Column Operations for Transforms
How To Select Columns to Transform
nimbusml
is compatible with the scikit-learn
convention for column processing in fit()
,
transform()
and fit_transform()
methods of trainers and transforms. By default, all
columns are transformed equally.
NimbusML additionally provides a syntax to transform only a subset of columns. This is a useful feature for many transforms, especially when the dataset containts columns of mixed types. For example, a dataset with both numeric features and free text features. Similarly for trainers, the concept of Column Roles for Trainers provides a mechanism to select which columns to use as labels and features.
Transform All Columns
By default, the OneHotVectorizer
transform will process all columns, which in our example
results in a the original column values being replaced by their one hot encodings. Note that the
output of OneHotVectorizer
are VectorDataViewType, so the output
names below are the column names appended with the slot
names, which in our example are data
driven and generated dynamically from the input data.
Example
import pandas as pd
from nimbusml.feature_extraction.categorical import OneHotVectorizer
# data with columns education and workclass
X = pd.DataFrame(data=dict( edu = ['bs', 'ms', 'phd', 'bs'],
wclass= ['food', 'finance','food', 'movie'] ))
xf = OneHotVectorizer()
print( xf.fit_transform(X))
Output:
edu.bs edu.ms edu.phd wclass.food wclass.finance wclass.movie
0 1.0 0.0 0.0 1.0 0.0 0.0
1 0.0 1.0 0.0 0.0 1.0 0.0
2 0.0 0.0 1.0 1.0 0.0 0.0
3 1.0 0.0 0.0 0.0 0.0 1.0
Use << Operator To Select Columns
What if we only want to encode one of the columns? We simply use the <<
operator to tell the
transform to restrict operations to the columns of interest. The <<
operatator is syntactic
sugar for setting the columns
argument of the transform.
All transforms in NimbusML have an implicit columns
parameter to tell which columns to process,
and optionally how to name the output columns, if any. Refer to the reference sections for each
transform to see what format is allowed for the columns
argument.
Example
import pandas as pd
from nimbusml.feature_extraction.categorical import OneHotVectorizer
# data with columns education and workclass
X = pd.DataFrame(data=dict( edu = ['bs', 'ms', 'phd', 'bs'],
wclass= ['food', 'finance','food', 'movie'] ))
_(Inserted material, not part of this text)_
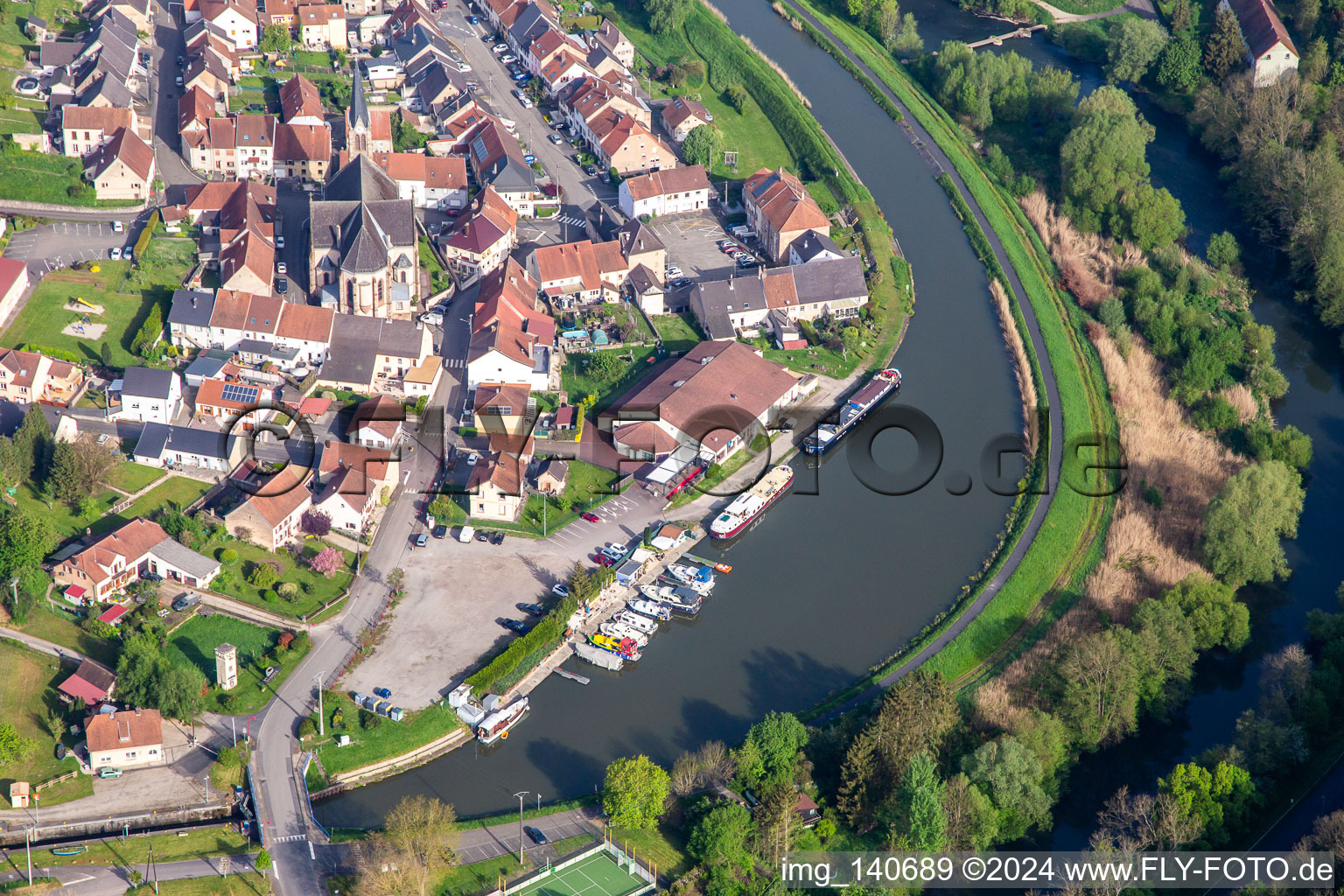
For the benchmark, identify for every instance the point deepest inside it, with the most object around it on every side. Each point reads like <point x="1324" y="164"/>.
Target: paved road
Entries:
<point x="940" y="163"/>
# use the << operator to select only edu to encode
xf = OneHotVectorizer() << ['edu']
print(xf.fit_transform(X))
Output:
edu.bs edu.ms edu.phd wclass
0 1.0 0.0 0.0 food
1 0.0 1.0 0.0 finance
2 0.0 0.0 1.0 food
3 1.0 0.0 0.0 movie
<< and columns= are interchangeable
Let’s see an example of setting the columns
argument explicity, to get the same results as
using the <<
operator.
Example
import pandas as pd
from nimbusml.feature_extraction.categorical import OneHotVectorizer
# data with columns education and workclass
X = pd.DataFrame(data=dict( edu = ['bs', 'ms', 'phd', 'bs'],
wclass= ['food', 'finance','food', 'movie'] ))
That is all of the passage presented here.